Album Of the Year has a page that they publish every year as a part of their review analytics. AOTY specializes in tabulating numbers for records that have been reviewed by a limited set of outlets, much like Metacritic, except they appear not to use a special weighting rubric to adjust the ratings of various outlets (or at least they initially did not) and moreover their outlet selection is less independent-focused.
The page of interest is a yearly ranking of albums by review rating. The interesting fact about the page is that it provides the total number of records that AOTY tabulates, based on reviews coming from its select list of 19 outlets, which include Pitchfork, Consequence of Sound, AllMusic and PopMatters. Here are some numbers:
2,244 albums received some numerical review in 2016. (1,648 for 2). LINK
2,010 albums received some numerical review in 2017. (1,482 for 2). LINK
1,839 albums received some numerical review in 2018. (1,439 for 2). LINK
These numbers are of note because this looks like a significant downward trend in coverage. Is this evidence of a “tightening” in the market? Not only is there an 18% reduction in the number of albums reviewed, based on these numbers. But the reduction most likely targets independent musicians the hardest.
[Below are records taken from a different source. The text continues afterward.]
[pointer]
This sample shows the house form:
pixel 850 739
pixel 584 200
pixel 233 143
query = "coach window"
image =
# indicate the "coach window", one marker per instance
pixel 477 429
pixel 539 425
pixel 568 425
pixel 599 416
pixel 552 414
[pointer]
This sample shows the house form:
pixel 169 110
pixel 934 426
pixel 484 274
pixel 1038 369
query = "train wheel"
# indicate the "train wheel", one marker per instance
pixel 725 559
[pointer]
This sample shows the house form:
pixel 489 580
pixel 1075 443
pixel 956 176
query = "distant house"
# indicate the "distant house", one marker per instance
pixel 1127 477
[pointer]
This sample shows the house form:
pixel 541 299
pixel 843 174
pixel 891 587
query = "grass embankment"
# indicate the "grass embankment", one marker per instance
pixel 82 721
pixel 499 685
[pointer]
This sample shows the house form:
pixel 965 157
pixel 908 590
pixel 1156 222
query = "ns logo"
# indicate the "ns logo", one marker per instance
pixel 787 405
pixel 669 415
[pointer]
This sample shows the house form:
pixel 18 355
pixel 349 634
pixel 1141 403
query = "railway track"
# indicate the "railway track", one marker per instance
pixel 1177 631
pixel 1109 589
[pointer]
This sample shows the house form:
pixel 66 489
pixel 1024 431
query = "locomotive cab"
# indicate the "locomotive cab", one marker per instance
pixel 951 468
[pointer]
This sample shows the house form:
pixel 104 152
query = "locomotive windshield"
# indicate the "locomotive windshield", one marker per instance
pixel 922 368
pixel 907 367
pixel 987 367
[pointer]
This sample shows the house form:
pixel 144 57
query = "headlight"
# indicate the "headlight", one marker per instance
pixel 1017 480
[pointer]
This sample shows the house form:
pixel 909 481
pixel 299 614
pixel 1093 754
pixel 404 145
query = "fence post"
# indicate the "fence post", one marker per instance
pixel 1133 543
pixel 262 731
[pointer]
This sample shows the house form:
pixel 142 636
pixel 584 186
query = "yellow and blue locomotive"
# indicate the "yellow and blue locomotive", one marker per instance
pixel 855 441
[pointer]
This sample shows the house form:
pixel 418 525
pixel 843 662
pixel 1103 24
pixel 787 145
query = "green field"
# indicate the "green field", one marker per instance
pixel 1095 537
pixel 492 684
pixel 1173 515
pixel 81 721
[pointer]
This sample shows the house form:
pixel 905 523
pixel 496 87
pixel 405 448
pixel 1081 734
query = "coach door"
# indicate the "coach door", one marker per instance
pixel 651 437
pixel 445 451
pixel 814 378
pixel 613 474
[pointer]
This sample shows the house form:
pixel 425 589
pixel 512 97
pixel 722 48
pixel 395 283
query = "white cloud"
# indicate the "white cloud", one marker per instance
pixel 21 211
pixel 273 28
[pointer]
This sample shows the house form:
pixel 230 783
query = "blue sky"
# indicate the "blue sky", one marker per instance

Of course there are several possible explanations of the numbers. It’s possible, for instance, that AOTY is simply tabulating information for fewer records. But it’s worth examining what the explanation is. Because if it is an indication of an 18% reduction in diversity of records reviewed, that information should be on the radar of every independent musician in the business.
Incidentally, if 19 music publications only review 1,839 records a year, that only comes out to these outlets collectively reviewing about 35 records a week. Which is pretty pathetic. This list includes music from any genre.